Editor’s Intro: One of the problems with Big Data is that it’s, well, big. While many modeling projects with diverse data sets have always taken a lot of time and effort to wrangle the data into shape before the modeling can actually start, the problem has been compounded by the immensely large data sets now available. Michael Kelly of Naxion discusses an elegant solution to the problem, focussing on “rightsizing” big data to fit the problem at hand.

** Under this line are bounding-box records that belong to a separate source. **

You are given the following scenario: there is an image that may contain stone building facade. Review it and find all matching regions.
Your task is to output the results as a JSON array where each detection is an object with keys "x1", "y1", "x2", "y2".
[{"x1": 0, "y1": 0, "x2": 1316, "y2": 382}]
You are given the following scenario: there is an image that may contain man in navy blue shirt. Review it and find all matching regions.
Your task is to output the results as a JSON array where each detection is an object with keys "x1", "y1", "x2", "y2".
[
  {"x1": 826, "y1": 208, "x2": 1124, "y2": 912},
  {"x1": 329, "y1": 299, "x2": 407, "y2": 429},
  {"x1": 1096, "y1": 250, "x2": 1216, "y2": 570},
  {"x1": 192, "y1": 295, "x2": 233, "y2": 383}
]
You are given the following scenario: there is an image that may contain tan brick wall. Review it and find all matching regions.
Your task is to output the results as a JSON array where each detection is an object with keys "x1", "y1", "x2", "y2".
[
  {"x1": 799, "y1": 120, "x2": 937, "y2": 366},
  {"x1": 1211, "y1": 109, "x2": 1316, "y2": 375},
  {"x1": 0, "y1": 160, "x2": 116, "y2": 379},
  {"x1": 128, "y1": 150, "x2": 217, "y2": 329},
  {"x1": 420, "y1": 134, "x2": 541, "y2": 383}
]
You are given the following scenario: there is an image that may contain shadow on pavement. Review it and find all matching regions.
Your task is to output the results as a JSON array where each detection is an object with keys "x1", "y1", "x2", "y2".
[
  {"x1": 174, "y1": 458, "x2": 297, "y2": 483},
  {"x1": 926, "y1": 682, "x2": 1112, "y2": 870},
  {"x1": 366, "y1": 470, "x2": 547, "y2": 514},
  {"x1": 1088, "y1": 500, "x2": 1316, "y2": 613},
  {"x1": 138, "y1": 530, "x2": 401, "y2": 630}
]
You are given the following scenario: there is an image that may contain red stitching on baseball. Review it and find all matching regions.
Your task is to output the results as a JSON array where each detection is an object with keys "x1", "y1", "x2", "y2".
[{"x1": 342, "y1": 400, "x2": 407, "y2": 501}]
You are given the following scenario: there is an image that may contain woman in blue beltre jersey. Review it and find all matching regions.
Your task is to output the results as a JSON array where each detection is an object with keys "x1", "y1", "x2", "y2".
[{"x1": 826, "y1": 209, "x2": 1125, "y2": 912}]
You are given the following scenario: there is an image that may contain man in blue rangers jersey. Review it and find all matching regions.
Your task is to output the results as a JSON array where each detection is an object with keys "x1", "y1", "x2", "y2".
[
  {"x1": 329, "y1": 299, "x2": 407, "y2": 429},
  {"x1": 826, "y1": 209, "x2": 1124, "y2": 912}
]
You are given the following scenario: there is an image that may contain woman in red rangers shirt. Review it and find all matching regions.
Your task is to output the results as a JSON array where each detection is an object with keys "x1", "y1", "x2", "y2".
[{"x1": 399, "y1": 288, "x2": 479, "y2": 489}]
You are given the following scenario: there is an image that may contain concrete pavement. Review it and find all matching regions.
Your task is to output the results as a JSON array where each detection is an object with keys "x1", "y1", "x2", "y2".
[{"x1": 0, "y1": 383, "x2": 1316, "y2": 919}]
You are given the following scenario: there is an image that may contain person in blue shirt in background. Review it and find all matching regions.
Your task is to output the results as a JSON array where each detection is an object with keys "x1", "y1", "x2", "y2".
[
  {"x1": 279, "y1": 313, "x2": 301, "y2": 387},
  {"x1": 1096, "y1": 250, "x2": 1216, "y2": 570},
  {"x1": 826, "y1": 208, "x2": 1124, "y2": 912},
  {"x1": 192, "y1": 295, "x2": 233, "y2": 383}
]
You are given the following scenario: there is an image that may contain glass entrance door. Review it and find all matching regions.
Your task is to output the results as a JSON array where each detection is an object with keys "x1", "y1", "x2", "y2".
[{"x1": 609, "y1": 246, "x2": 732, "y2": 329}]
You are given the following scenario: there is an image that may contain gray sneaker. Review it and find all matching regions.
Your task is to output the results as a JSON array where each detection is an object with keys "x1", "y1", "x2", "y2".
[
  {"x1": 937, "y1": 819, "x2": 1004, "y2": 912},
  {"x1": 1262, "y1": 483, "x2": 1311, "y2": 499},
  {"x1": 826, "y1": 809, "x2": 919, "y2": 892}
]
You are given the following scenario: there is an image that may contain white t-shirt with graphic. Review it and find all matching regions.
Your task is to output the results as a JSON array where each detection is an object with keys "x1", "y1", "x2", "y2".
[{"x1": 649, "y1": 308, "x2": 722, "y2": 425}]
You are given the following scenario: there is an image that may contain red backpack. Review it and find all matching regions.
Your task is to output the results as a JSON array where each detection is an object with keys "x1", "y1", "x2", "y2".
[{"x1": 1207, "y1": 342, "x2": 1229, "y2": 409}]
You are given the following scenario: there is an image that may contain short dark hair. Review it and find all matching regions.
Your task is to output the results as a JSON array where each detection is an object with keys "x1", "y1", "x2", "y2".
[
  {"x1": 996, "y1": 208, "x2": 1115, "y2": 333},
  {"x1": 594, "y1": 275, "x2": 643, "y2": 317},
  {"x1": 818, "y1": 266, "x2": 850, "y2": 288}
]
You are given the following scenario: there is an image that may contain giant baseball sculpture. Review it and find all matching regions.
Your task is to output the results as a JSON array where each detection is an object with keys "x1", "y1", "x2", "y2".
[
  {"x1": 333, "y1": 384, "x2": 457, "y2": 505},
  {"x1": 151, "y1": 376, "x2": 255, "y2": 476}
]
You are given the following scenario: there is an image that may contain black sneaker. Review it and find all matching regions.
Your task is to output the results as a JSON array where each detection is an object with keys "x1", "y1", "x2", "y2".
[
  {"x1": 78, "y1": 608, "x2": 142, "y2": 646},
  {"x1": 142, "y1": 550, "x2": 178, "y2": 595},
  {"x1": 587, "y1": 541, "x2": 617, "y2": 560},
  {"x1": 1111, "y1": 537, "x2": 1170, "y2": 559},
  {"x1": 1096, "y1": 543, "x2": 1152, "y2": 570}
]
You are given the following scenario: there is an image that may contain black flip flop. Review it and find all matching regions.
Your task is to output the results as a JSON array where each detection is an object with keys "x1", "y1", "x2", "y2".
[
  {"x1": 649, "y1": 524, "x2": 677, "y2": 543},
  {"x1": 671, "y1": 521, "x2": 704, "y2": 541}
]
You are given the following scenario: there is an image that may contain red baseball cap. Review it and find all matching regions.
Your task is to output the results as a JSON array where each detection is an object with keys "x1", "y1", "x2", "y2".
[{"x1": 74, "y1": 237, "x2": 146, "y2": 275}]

The Challenge of Tying Down Big Data
Although the promise of Big Data is exhilarating, the practical burdens − logistical and analytical − are equally daunting. The problem is that Big Data can be, well, big – very big. Customer transaction databases often contain tens of millions of records. Moreover, Big Data often accumulates rapidly in real time, and is populated with diverse types of information, such as timestamps, spatial coordinates, and text from social listening. Even when powered by the formidable processing heft of today’s corporate-owned or cloud-based IT infrastructure, Big Data computing requires an enormous amount of time. It can take many hours, potentially even days, to run a single model. And since modeling is typically an iterative process, the overall endeavor can be prohibitively time-consuming. In struggling to tie down Big Data, we can feel like Lilliputians next to Gulliver.
Various strategies have been employed to address the “time sink” of Big Data, but algorithms known to be effective for small data sets (e.g., Markov chain Monte Carlo) don’t scale well. One line of attack has been to optimize analytic operations for Big Data contexts (e.g., design algorithms that process or compress data more efficiently); another boosts the computational power of IT infrastructure through parallel computing (e.g., Hadoop). But such approaches involve substantial investment in both IT infrastructure and the talent needed to architect and manage it.
An Elegant Solution to the Heavy Lifting Problem …
While Big Data bottlenecks seem to be an occupational hazard, they are not necessarily intractable if we revisit a basic assumption − that every bit of it must be analyzed to wring full value. Just as we can efficiently and accurately measure the characteristics of a survey population with systematic sampling techniques, so too can we apply principles of statistical sampling to Big Data. To illustrate, we analyzed a publicly available dataset of 163 million taxi rides in New York City. The dataset contains a variety of information:
Temporal (passenger pickup/drop-off times)
Spatial (latitude/longitude of pickup/drop-off coordinates)
Numerics on different scales (trip distance, fare amount)
The chart plots number of rides by drop-off hour for the full population and a random sample of 6,000 rides. It’s clear that the small random sample mirrors the pattern in the full universe. The same story holds with other metrics like trip distance.
… with the Heft to Build Sturdy Models
Modeling with Big Data can be particularly time-consuming, much more so than calculating summary information as in our first example. A sampling approach to Big Data could be especially helpful in modeling situations. To demonstrate, we developed a population model and a sample-based alternative that predicted taxi fare amount from various characteristics of the ride such as pickup location. Predictions from the two models are essentially identical but were much faster to produce with a sample-based approach.
Sampling revolutionized – in some sense, created – the field of market research. We are ripe now for a similar transformation in our approach to Big Data.
Be Careful How You Sift and Weigh the Data
Although Big Data sampling will deliver significant cost and timing advantages over a Big Data census, practitioners need to consider their sampling procedures carefully to avoid drawing the wrong conclusions. Theory and proven best practices from the science of survey sampling can help.
More specifically, as on a primary market research study where we estimate desired sample size, we should sample enough data from a Big Data source to ensure reasonable margins of error for the estimates we care most about. What is a good rule-of-thumb, then? As Google’s Chief Economist Hal Varian says, “Random samples on the order of 0.1% work fine for analysis of business data.” In the taxi analysis noted above, our sample was 0.004%, illustrating that we could obtain good alignment with the full census even with quite a small sample size. One could easily increase this 10-fold or more without adding cost/time to the analysis suggesting that 0.1% is a reasonable rule of thumb.
Of course, depending on the nature of the business questions to be answered and the type of information available in the Big Data universe, a particular stratification may be required (e.g., by customer demographics such as census region, or spending history) along with random sampling of records within each stratification cell. Weighting adjustments may be needed if certain types of records are over or under sampled compared with their incidence in the Big Data universe. These activities are essential to ensure the accuracy – as well as efficiency − of sample-based approaches to Big Data.
The Ultimate Big Data Pay-off: Agility and Accessibility
Computing efficiency solutions need to be less about bandwidth than about agility. Once we cut Big Data down to size, it becomes easier to make effective use of it, directing efforts where they are most needed: toward the extraction of insight from lighter loads rather than processing heavy loads faster. It will democratize the use of Big Data by making it more broadly accessible, putting it in the hands of people who know their markets well enough to apply the fruits of “smart-sized” Big Data analysis and modeling to real business problems.